02/20/2006: Thanks to the anonymous contributor for submitting this story about Rapid Run Park in Cincinnati. The park’s oldest swing area is haunted by a young boy whose ghost has been seen swinging on the middle swing. He has been seen by multiple witnesses at the same time. The park’s shelter and upper ball fields are also said to be haunted by spirits of both children and adults, although no one is sure why.
I live in a haunted house so ghosts are not frightening to me. I grew up with them, my children too; we live in the house I grew up in. Anyway ghosts are not unusual for us. We also have a park nearby that I played at as a child and, of course, heard all the chilling stories of kids and adults that haunt the park’s shelter, old swing area and upper ballfields. I never encountered anything strange except two years ago. I walked to the park with three of my children. We were there for a couple of hours and decided to go back home. We took the path at the top of the park where the shelter house and old swings are. As we got closer to the swings my son, who was on a bike, stopped and was looking at them. I turned my head and noticed the center swing slightly moving and a little boy looking at us smiling, then he was gone. We walked a couple of steps past the swing and turned to look and the boy had gone, but the center swing was moving again as if someone was swinging. Neither of the other two swings moved, it was 95° out an no breezes to be felt, even in the shade.

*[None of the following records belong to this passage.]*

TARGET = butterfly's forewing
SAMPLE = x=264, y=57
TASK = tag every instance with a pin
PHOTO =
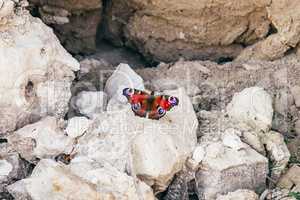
x=148, y=105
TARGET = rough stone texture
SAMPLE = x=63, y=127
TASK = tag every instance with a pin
x=30, y=55
x=123, y=77
x=286, y=20
x=128, y=141
x=12, y=167
x=167, y=31
x=228, y=164
x=82, y=179
x=52, y=181
x=252, y=106
x=219, y=83
x=71, y=19
x=239, y=194
x=77, y=126
x=278, y=152
x=296, y=94
x=291, y=179
x=89, y=103
x=43, y=139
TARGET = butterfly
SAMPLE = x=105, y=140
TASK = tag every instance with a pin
x=148, y=105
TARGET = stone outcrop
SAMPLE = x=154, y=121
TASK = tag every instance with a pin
x=75, y=22
x=31, y=60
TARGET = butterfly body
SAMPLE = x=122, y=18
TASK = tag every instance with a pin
x=148, y=105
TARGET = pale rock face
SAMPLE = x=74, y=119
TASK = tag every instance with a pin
x=163, y=146
x=252, y=106
x=168, y=30
x=297, y=127
x=198, y=154
x=296, y=94
x=43, y=139
x=82, y=179
x=278, y=151
x=5, y=168
x=77, y=126
x=153, y=150
x=50, y=180
x=291, y=178
x=240, y=195
x=30, y=55
x=109, y=179
x=123, y=77
x=53, y=97
x=229, y=163
x=229, y=170
x=90, y=103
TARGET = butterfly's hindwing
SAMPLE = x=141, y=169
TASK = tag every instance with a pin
x=146, y=104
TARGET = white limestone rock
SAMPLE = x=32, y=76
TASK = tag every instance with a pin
x=229, y=164
x=109, y=179
x=30, y=55
x=163, y=146
x=123, y=77
x=154, y=150
x=230, y=169
x=82, y=179
x=240, y=195
x=278, y=152
x=51, y=181
x=252, y=106
x=198, y=154
x=90, y=103
x=77, y=126
x=5, y=168
x=43, y=139
x=296, y=94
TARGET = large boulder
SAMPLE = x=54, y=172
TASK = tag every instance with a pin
x=169, y=30
x=132, y=143
x=239, y=194
x=43, y=139
x=70, y=20
x=31, y=58
x=252, y=106
x=227, y=164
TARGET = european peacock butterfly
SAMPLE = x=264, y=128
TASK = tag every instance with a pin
x=148, y=105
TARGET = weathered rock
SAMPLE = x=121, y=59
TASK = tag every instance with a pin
x=37, y=58
x=70, y=20
x=43, y=139
x=252, y=106
x=126, y=141
x=287, y=25
x=290, y=179
x=228, y=164
x=167, y=31
x=278, y=152
x=77, y=126
x=297, y=127
x=296, y=94
x=239, y=194
x=12, y=167
x=90, y=103
x=50, y=180
x=123, y=77
x=109, y=179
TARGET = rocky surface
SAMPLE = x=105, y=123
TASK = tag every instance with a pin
x=239, y=194
x=66, y=135
x=32, y=60
x=71, y=19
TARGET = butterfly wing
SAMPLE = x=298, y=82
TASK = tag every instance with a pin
x=156, y=111
x=148, y=105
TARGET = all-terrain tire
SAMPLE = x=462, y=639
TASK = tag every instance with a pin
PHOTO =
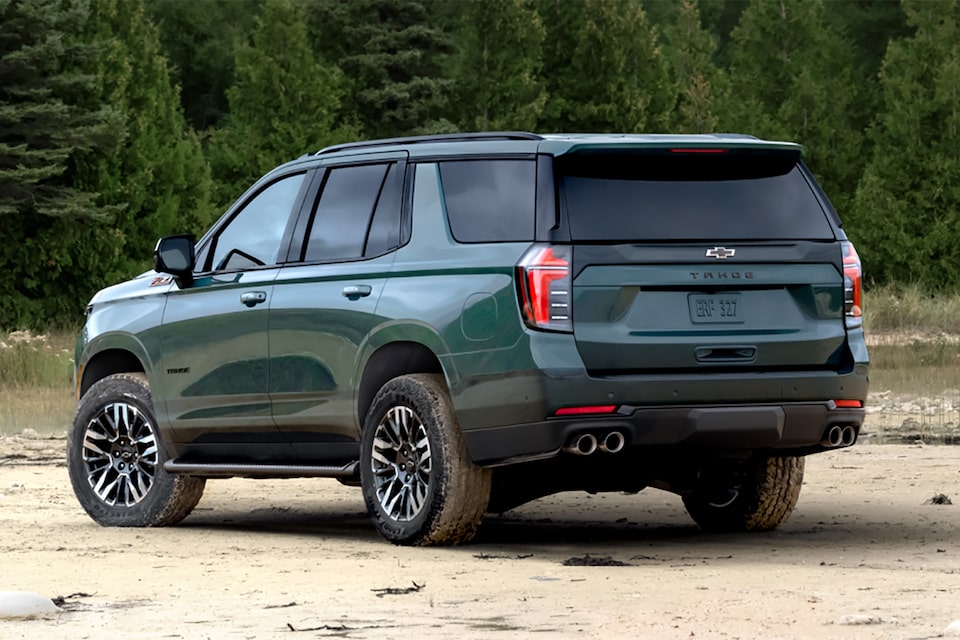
x=762, y=496
x=115, y=458
x=419, y=484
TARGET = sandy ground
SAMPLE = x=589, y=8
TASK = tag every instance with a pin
x=864, y=556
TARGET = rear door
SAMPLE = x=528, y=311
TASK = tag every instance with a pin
x=325, y=300
x=214, y=358
x=696, y=260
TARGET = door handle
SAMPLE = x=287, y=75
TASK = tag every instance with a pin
x=356, y=291
x=253, y=298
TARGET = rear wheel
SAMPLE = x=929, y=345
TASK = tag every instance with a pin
x=115, y=458
x=419, y=484
x=758, y=496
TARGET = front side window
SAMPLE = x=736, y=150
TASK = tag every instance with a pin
x=254, y=235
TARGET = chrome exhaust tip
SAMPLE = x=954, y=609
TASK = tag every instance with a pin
x=613, y=442
x=833, y=438
x=849, y=436
x=583, y=445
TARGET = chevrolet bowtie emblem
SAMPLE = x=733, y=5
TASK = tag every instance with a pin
x=721, y=253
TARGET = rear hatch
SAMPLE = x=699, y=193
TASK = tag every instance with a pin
x=700, y=259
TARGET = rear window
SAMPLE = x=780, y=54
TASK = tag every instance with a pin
x=659, y=195
x=490, y=200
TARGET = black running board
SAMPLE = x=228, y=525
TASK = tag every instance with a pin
x=228, y=470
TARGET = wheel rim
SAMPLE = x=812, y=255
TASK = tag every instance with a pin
x=120, y=454
x=401, y=464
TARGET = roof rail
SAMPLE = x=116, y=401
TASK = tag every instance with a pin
x=443, y=137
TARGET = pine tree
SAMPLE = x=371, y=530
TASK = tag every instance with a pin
x=285, y=102
x=499, y=64
x=159, y=176
x=907, y=216
x=200, y=39
x=394, y=54
x=41, y=81
x=689, y=49
x=49, y=117
x=794, y=78
x=603, y=67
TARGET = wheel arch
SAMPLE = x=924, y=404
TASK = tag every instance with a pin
x=105, y=363
x=389, y=361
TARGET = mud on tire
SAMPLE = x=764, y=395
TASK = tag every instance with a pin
x=419, y=484
x=115, y=458
x=760, y=497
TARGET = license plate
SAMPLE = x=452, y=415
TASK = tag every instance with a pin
x=711, y=309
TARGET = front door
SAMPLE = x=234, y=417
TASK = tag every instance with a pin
x=215, y=355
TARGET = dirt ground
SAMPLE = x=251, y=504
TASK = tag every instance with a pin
x=865, y=555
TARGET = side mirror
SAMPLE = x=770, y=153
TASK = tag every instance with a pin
x=176, y=255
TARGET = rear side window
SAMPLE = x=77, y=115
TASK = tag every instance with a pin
x=650, y=196
x=344, y=211
x=490, y=200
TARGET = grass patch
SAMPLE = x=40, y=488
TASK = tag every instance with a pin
x=36, y=381
x=910, y=309
x=920, y=367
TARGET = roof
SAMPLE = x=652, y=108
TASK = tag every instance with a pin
x=552, y=143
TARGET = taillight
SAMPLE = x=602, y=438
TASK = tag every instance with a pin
x=852, y=286
x=543, y=275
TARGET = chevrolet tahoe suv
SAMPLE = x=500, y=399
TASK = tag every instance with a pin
x=460, y=324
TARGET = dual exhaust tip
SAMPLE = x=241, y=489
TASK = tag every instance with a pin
x=586, y=444
x=839, y=436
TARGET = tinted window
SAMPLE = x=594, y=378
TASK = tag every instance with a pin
x=490, y=200
x=660, y=196
x=343, y=213
x=385, y=226
x=252, y=238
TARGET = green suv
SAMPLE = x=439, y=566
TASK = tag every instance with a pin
x=461, y=324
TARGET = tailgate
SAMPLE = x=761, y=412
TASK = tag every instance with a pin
x=635, y=316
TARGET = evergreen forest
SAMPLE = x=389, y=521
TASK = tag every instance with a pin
x=125, y=120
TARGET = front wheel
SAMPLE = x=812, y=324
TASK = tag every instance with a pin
x=419, y=484
x=115, y=458
x=758, y=496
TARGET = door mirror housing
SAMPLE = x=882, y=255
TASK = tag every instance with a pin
x=177, y=256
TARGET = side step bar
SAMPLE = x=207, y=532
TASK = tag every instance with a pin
x=228, y=470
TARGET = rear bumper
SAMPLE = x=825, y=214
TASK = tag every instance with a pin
x=794, y=428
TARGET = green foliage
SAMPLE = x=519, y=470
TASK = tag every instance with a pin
x=499, y=64
x=159, y=176
x=116, y=164
x=393, y=53
x=285, y=102
x=907, y=216
x=46, y=119
x=793, y=77
x=603, y=68
x=699, y=84
x=200, y=38
x=50, y=117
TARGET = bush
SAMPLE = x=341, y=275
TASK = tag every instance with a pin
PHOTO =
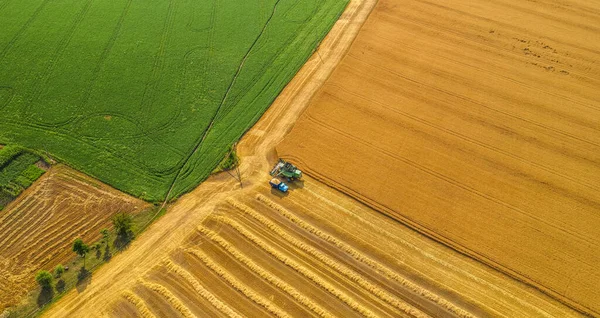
x=123, y=223
x=44, y=279
x=16, y=166
x=23, y=182
x=32, y=173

I remembered hearing the stories of the children who play on the swings but this was the first time I actually experienced them at the park. My children and I didn’t talk about what we had just witnessed until we got to the old path leading out of the park. We all sensed the same and seen the same boy, it was truly amazing though I haven’t gone back to investigate it further. I plan to soon, hopefully I will be able to get a picture or two or even have the chance to find out who he is and why he is there. But more than that, I’d like for him to be able to find his way home. He was maybe 5 or 6 years old.